Monday, May 3, 2010

Surveying the Hill

A portion of Dr. Walter B. Hill, Jr.'s voluminous library was donated to the Sylvia Gaither Garrison Library. Dr. Walter B. Hill, Jr. was a commissioner of the Maryland Commission on African American History and Culture; the Senior Archivist in Afro-American History at the National Archivies and Record Administration in College Park, Maryland; a member of the Executive Council of the Association for the Study of African American Life and History; the Chief Historian for the African American Civil War Memorial; and the director of the Modern Archives Institute.
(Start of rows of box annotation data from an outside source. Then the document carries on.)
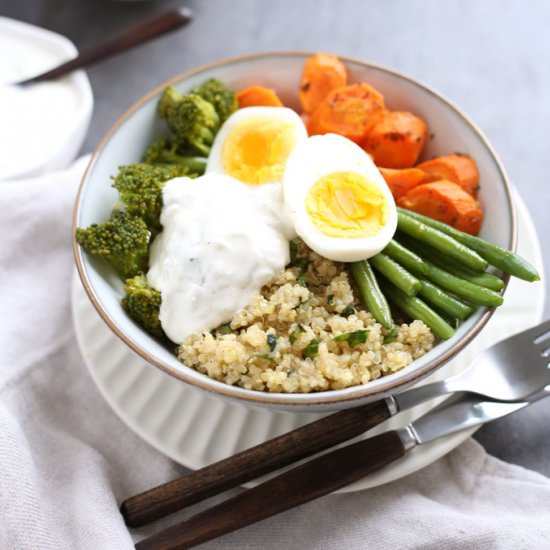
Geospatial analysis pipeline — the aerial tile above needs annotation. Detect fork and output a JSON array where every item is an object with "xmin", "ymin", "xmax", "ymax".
[{"xmin": 121, "ymin": 320, "xmax": 550, "ymax": 527}]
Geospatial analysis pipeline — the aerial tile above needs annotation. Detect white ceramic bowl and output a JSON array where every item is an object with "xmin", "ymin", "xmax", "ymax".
[
  {"xmin": 0, "ymin": 17, "xmax": 93, "ymax": 180},
  {"xmin": 73, "ymin": 52, "xmax": 516, "ymax": 411}
]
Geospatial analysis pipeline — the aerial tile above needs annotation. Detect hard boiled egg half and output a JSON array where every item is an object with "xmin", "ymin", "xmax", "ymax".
[
  {"xmin": 283, "ymin": 134, "xmax": 397, "ymax": 262},
  {"xmin": 206, "ymin": 107, "xmax": 307, "ymax": 186}
]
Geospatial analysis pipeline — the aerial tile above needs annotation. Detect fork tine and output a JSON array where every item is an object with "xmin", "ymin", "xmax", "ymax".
[{"xmin": 512, "ymin": 319, "xmax": 550, "ymax": 345}]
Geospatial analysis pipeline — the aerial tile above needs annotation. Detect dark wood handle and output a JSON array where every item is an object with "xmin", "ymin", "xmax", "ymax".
[
  {"xmin": 136, "ymin": 431, "xmax": 405, "ymax": 550},
  {"xmin": 120, "ymin": 399, "xmax": 391, "ymax": 527},
  {"xmin": 19, "ymin": 7, "xmax": 191, "ymax": 85}
]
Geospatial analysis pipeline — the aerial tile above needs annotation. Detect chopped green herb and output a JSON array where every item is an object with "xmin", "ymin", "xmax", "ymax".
[
  {"xmin": 384, "ymin": 327, "xmax": 399, "ymax": 344},
  {"xmin": 216, "ymin": 322, "xmax": 233, "ymax": 334},
  {"xmin": 288, "ymin": 239, "xmax": 298, "ymax": 265},
  {"xmin": 294, "ymin": 298, "xmax": 310, "ymax": 311},
  {"xmin": 288, "ymin": 323, "xmax": 306, "ymax": 344},
  {"xmin": 303, "ymin": 338, "xmax": 319, "ymax": 357},
  {"xmin": 340, "ymin": 304, "xmax": 355, "ymax": 318},
  {"xmin": 292, "ymin": 258, "xmax": 311, "ymax": 271},
  {"xmin": 296, "ymin": 271, "xmax": 307, "ymax": 287},
  {"xmin": 334, "ymin": 330, "xmax": 369, "ymax": 348},
  {"xmin": 248, "ymin": 353, "xmax": 275, "ymax": 362},
  {"xmin": 267, "ymin": 334, "xmax": 277, "ymax": 351}
]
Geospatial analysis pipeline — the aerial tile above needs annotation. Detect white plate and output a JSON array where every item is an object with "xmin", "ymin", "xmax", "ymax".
[
  {"xmin": 72, "ymin": 197, "xmax": 545, "ymax": 492},
  {"xmin": 0, "ymin": 17, "xmax": 94, "ymax": 180}
]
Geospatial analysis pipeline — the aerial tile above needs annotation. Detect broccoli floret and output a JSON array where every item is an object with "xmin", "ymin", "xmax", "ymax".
[
  {"xmin": 76, "ymin": 211, "xmax": 151, "ymax": 279},
  {"xmin": 191, "ymin": 78, "xmax": 239, "ymax": 123},
  {"xmin": 113, "ymin": 163, "xmax": 192, "ymax": 230},
  {"xmin": 158, "ymin": 86, "xmax": 220, "ymax": 156},
  {"xmin": 121, "ymin": 275, "xmax": 165, "ymax": 337},
  {"xmin": 143, "ymin": 137, "xmax": 206, "ymax": 178}
]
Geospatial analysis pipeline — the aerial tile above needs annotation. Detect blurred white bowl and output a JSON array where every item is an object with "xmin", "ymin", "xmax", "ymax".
[
  {"xmin": 73, "ymin": 52, "xmax": 516, "ymax": 412},
  {"xmin": 0, "ymin": 17, "xmax": 93, "ymax": 180}
]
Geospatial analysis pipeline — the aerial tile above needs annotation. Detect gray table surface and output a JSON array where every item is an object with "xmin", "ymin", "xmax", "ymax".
[{"xmin": 0, "ymin": 0, "xmax": 550, "ymax": 475}]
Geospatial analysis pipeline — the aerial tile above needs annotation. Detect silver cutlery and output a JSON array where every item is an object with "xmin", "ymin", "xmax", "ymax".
[
  {"xmin": 136, "ymin": 386, "xmax": 550, "ymax": 550},
  {"xmin": 121, "ymin": 321, "xmax": 550, "ymax": 527}
]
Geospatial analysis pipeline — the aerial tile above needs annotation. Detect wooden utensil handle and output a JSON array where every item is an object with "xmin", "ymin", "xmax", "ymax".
[
  {"xmin": 120, "ymin": 399, "xmax": 391, "ymax": 527},
  {"xmin": 136, "ymin": 431, "xmax": 405, "ymax": 550},
  {"xmin": 21, "ymin": 7, "xmax": 191, "ymax": 85}
]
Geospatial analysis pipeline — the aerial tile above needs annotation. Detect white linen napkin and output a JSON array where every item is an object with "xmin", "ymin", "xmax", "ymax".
[{"xmin": 0, "ymin": 159, "xmax": 550, "ymax": 550}]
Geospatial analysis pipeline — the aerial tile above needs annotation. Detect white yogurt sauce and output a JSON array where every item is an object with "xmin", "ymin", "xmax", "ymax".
[
  {"xmin": 0, "ymin": 32, "xmax": 78, "ymax": 178},
  {"xmin": 147, "ymin": 173, "xmax": 293, "ymax": 344}
]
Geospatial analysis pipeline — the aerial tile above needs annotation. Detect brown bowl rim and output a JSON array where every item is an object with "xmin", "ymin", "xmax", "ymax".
[{"xmin": 72, "ymin": 50, "xmax": 517, "ymax": 409}]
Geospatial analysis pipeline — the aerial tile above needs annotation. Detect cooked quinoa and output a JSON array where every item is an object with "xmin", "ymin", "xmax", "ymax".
[{"xmin": 178, "ymin": 243, "xmax": 434, "ymax": 393}]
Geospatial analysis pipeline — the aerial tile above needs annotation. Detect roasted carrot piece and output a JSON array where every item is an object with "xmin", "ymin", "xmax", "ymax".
[
  {"xmin": 361, "ymin": 111, "xmax": 428, "ymax": 168},
  {"xmin": 237, "ymin": 86, "xmax": 283, "ymax": 109},
  {"xmin": 380, "ymin": 168, "xmax": 425, "ymax": 201},
  {"xmin": 417, "ymin": 153, "xmax": 479, "ymax": 197},
  {"xmin": 300, "ymin": 53, "xmax": 347, "ymax": 113},
  {"xmin": 397, "ymin": 180, "xmax": 483, "ymax": 235},
  {"xmin": 308, "ymin": 82, "xmax": 384, "ymax": 142}
]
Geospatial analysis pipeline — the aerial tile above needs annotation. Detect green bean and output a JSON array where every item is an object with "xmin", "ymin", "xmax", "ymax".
[
  {"xmin": 418, "ymin": 280, "xmax": 472, "ymax": 321},
  {"xmin": 406, "ymin": 241, "xmax": 504, "ymax": 290},
  {"xmin": 350, "ymin": 260, "xmax": 393, "ymax": 329},
  {"xmin": 425, "ymin": 260, "xmax": 503, "ymax": 307},
  {"xmin": 381, "ymin": 281, "xmax": 455, "ymax": 340},
  {"xmin": 382, "ymin": 239, "xmax": 428, "ymax": 274},
  {"xmin": 397, "ymin": 211, "xmax": 487, "ymax": 271},
  {"xmin": 369, "ymin": 252, "xmax": 420, "ymax": 296},
  {"xmin": 398, "ymin": 208, "xmax": 540, "ymax": 282},
  {"xmin": 390, "ymin": 239, "xmax": 503, "ymax": 307}
]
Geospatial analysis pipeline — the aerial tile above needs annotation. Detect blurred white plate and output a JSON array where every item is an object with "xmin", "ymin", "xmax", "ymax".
[
  {"xmin": 0, "ymin": 17, "xmax": 93, "ymax": 181},
  {"xmin": 72, "ymin": 196, "xmax": 545, "ymax": 492}
]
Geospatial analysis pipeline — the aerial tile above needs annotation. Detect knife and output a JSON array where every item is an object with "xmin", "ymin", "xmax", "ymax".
[{"xmin": 136, "ymin": 386, "xmax": 550, "ymax": 550}]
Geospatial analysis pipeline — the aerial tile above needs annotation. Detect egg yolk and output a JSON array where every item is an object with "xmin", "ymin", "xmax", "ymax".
[
  {"xmin": 222, "ymin": 119, "xmax": 296, "ymax": 185},
  {"xmin": 305, "ymin": 172, "xmax": 389, "ymax": 239}
]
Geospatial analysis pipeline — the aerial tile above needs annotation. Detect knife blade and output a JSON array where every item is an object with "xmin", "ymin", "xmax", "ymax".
[{"xmin": 398, "ymin": 386, "xmax": 550, "ymax": 450}]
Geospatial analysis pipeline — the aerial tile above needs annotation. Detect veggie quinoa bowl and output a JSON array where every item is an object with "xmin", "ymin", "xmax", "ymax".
[{"xmin": 73, "ymin": 52, "xmax": 521, "ymax": 411}]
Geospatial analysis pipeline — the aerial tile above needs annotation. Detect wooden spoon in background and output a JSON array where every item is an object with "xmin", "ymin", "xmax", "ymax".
[{"xmin": 13, "ymin": 6, "xmax": 192, "ymax": 86}]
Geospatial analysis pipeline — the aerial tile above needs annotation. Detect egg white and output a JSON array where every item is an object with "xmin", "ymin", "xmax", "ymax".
[
  {"xmin": 206, "ymin": 107, "xmax": 307, "ymax": 185},
  {"xmin": 283, "ymin": 134, "xmax": 397, "ymax": 262}
]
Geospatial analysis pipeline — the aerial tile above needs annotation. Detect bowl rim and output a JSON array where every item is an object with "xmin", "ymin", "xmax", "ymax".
[
  {"xmin": 72, "ymin": 50, "xmax": 517, "ymax": 410},
  {"xmin": 0, "ymin": 16, "xmax": 94, "ymax": 181}
]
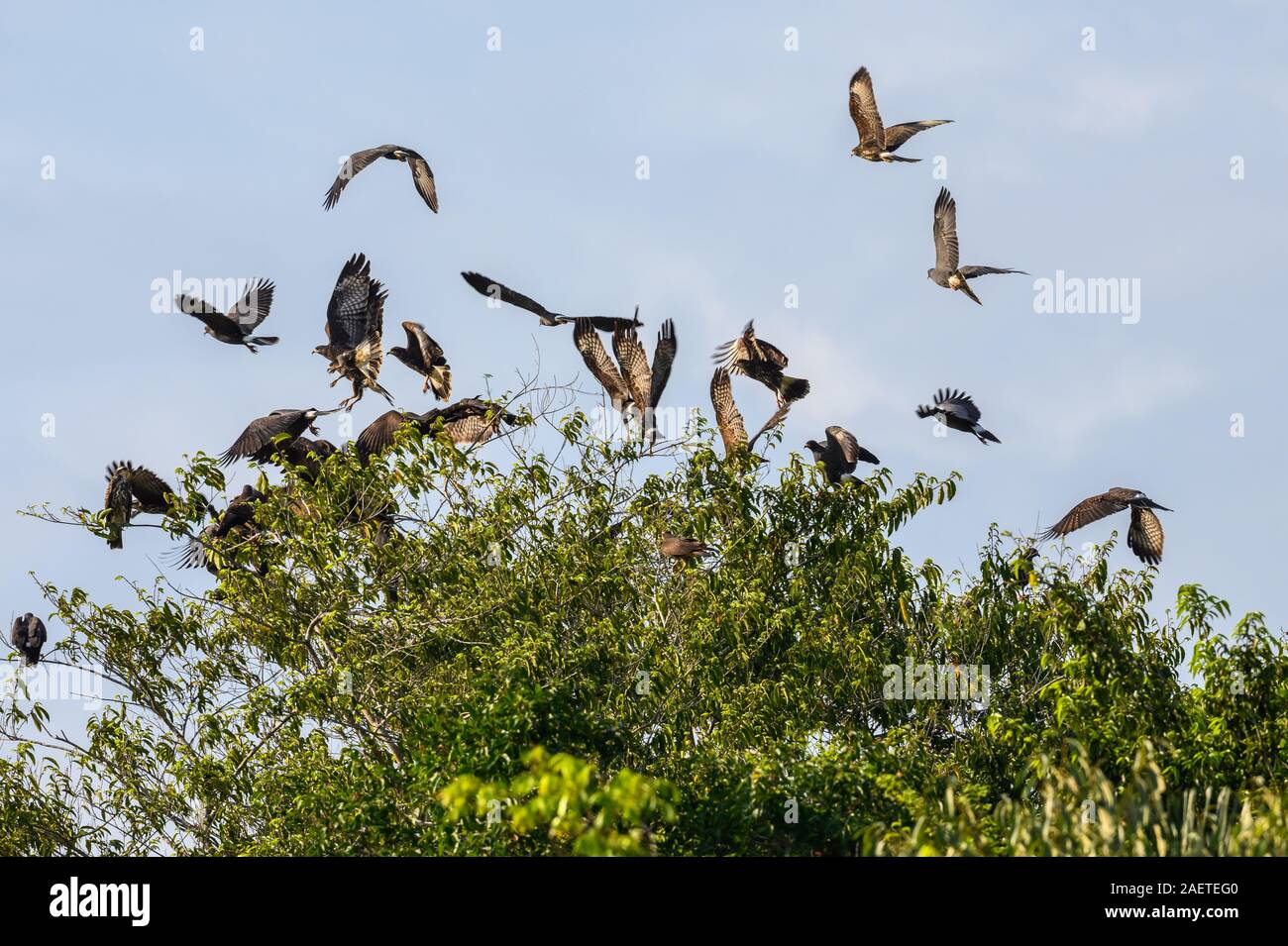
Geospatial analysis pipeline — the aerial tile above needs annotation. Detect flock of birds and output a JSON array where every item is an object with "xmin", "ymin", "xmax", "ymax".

He authored: Federal Records Relating to Civil Rights in the Post World War II Era and edited: The Book of Names.

The Walter Hill Collection consists of approximately 500 books and serials. The collection is eclectic and diasporic, containing information concerning people of African descent who live in Africa, the Carribean, Britain, and Latin America. The bulk of the collection, however, focuses on African American history and culuture.

Some of the items in the collection have high historic value for the library: The Papers of Martin Luther King, Jr., The Book of Names, which includes Robert Jones, an African American who fought in the Civil War whose historic papers the library owns, Federal Records Relating to Civil Rights in the Post-World War II Era, a book signed by Dr. Hill, David Levering Lewis' Pulitzer Prize winning work: W.E.B. Dubois, 1868-1919: Biography of a Race, Shades of Freedom, which was signed by A. Leon Higginbotham, Jr., From Slavery to Freedom, signed by the legendary John Hope Franklin, and Dreams of My Father: A Story of Race and Inheritance, President Barack Obama's first book.